A lot of the time the youths will sit there, seemingly bored, not asking any questions, acting as if Frey is just one more out-of-touch adult. But Frey has noticed that after his talks some of the kids will come up to him, one on one, and hesitantly start asking him things about his job, how to get the training, and so on. Frey gives them his phone number and takes an interest in them. If he sees a ‘Help Wanted’ sign in a store window and knows someone who needs a job, he calls the person and says to get on down there.

“The opportunity to talk to a male adult who understands them is important to these kids,” Frey said. “They need that.”

‘His work has been tremendous,” Northrop spokesman Ron Owens said. “Eddie has shown through example that he wants to give back the opportunity he was given. Some people would do it once and call it even-steven, but Eddie’s been giving and giving and giving. It’s people like Eddie that are going to make a difference.”

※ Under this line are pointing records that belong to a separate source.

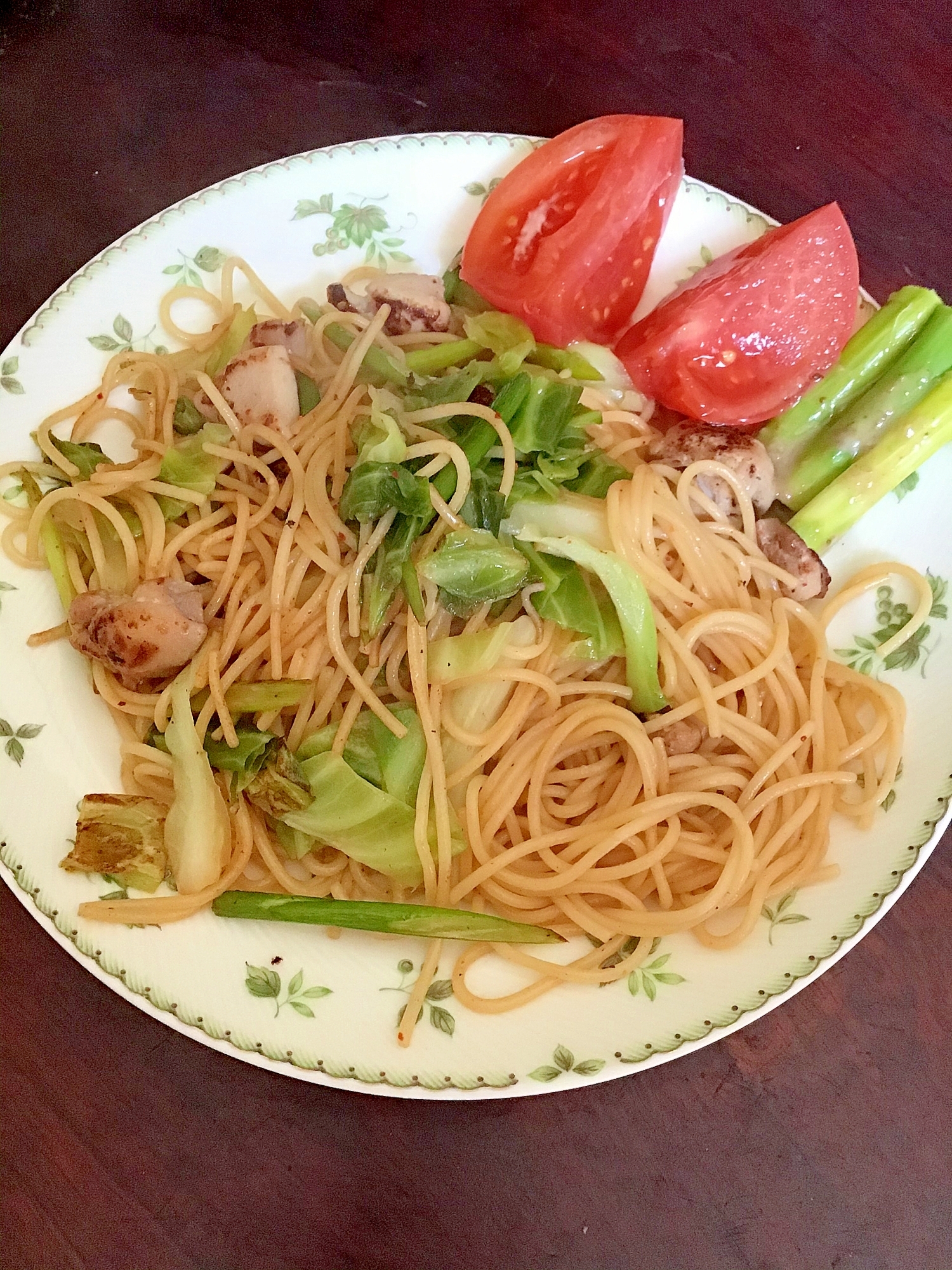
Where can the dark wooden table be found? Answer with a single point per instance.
(821, 1137)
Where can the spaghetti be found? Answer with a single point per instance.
(574, 815)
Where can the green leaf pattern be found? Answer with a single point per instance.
(479, 191)
(647, 979)
(124, 340)
(262, 981)
(441, 990)
(17, 736)
(190, 270)
(706, 258)
(564, 1061)
(780, 915)
(362, 225)
(8, 377)
(892, 617)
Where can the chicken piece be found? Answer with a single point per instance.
(689, 443)
(785, 548)
(260, 385)
(682, 737)
(416, 302)
(152, 633)
(290, 335)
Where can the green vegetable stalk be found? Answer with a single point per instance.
(860, 427)
(266, 697)
(544, 416)
(634, 609)
(378, 368)
(187, 418)
(564, 360)
(866, 356)
(187, 465)
(576, 601)
(232, 342)
(906, 446)
(473, 567)
(375, 488)
(441, 358)
(359, 915)
(365, 822)
(309, 396)
(86, 455)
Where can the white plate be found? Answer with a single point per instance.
(413, 200)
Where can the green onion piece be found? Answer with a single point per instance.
(564, 360)
(412, 590)
(309, 396)
(270, 695)
(378, 368)
(459, 293)
(441, 358)
(597, 476)
(187, 418)
(310, 309)
(511, 397)
(360, 915)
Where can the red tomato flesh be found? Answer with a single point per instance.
(744, 337)
(565, 242)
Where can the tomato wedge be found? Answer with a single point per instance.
(565, 242)
(742, 340)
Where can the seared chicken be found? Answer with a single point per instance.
(152, 633)
(682, 737)
(291, 335)
(260, 385)
(785, 548)
(689, 443)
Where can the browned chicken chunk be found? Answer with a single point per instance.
(416, 302)
(261, 388)
(682, 737)
(152, 633)
(785, 548)
(689, 443)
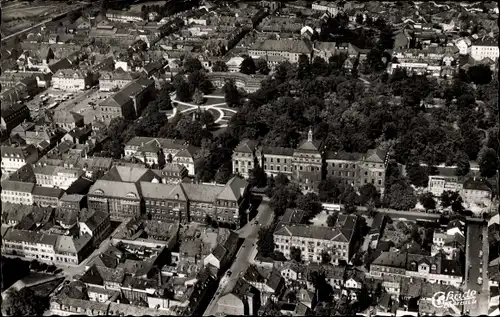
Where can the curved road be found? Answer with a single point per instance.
(192, 107)
(250, 232)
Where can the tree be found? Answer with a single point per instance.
(231, 94)
(183, 92)
(261, 66)
(303, 67)
(373, 62)
(319, 67)
(24, 303)
(332, 219)
(296, 254)
(428, 201)
(480, 74)
(281, 180)
(265, 244)
(198, 97)
(310, 204)
(488, 162)
(206, 118)
(359, 19)
(191, 64)
(418, 175)
(283, 198)
(248, 66)
(367, 193)
(463, 164)
(453, 199)
(386, 39)
(325, 257)
(219, 66)
(328, 190)
(400, 196)
(223, 175)
(258, 177)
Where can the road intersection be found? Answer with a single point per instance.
(250, 232)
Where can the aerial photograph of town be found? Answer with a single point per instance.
(249, 158)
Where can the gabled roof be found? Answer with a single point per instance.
(202, 192)
(96, 219)
(18, 186)
(246, 146)
(126, 174)
(234, 189)
(115, 189)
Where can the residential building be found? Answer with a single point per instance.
(129, 101)
(118, 79)
(15, 157)
(45, 196)
(288, 49)
(334, 275)
(324, 50)
(71, 80)
(464, 46)
(276, 160)
(13, 115)
(313, 241)
(326, 6)
(304, 165)
(46, 247)
(56, 176)
(270, 283)
(17, 192)
(435, 269)
(159, 151)
(249, 83)
(186, 202)
(307, 163)
(244, 299)
(67, 120)
(97, 225)
(244, 158)
(484, 48)
(223, 253)
(119, 199)
(476, 191)
(123, 16)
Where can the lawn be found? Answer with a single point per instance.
(228, 114)
(182, 107)
(213, 101)
(137, 7)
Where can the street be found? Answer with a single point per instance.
(250, 232)
(477, 267)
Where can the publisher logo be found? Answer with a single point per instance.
(454, 299)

Frey takes an almost fatherly pride in the success stories. There was the high school dropout and gangbanger who, after being taken under Frey’s wing--including getting Saturday-morning math tutoring from Frey--finished high school and eventually graduated with an accounting degree from UC Berkeley.

There was the young man incarcerated in the California Youth Authority whom Frey has helped to finish high school and get a heavy-equipment operator’s license. There are many others whom Frey helped to finish high school, sometimes by gentle encouragement, sometimes simply by “getting on their case” and challenging them to live up to their potential.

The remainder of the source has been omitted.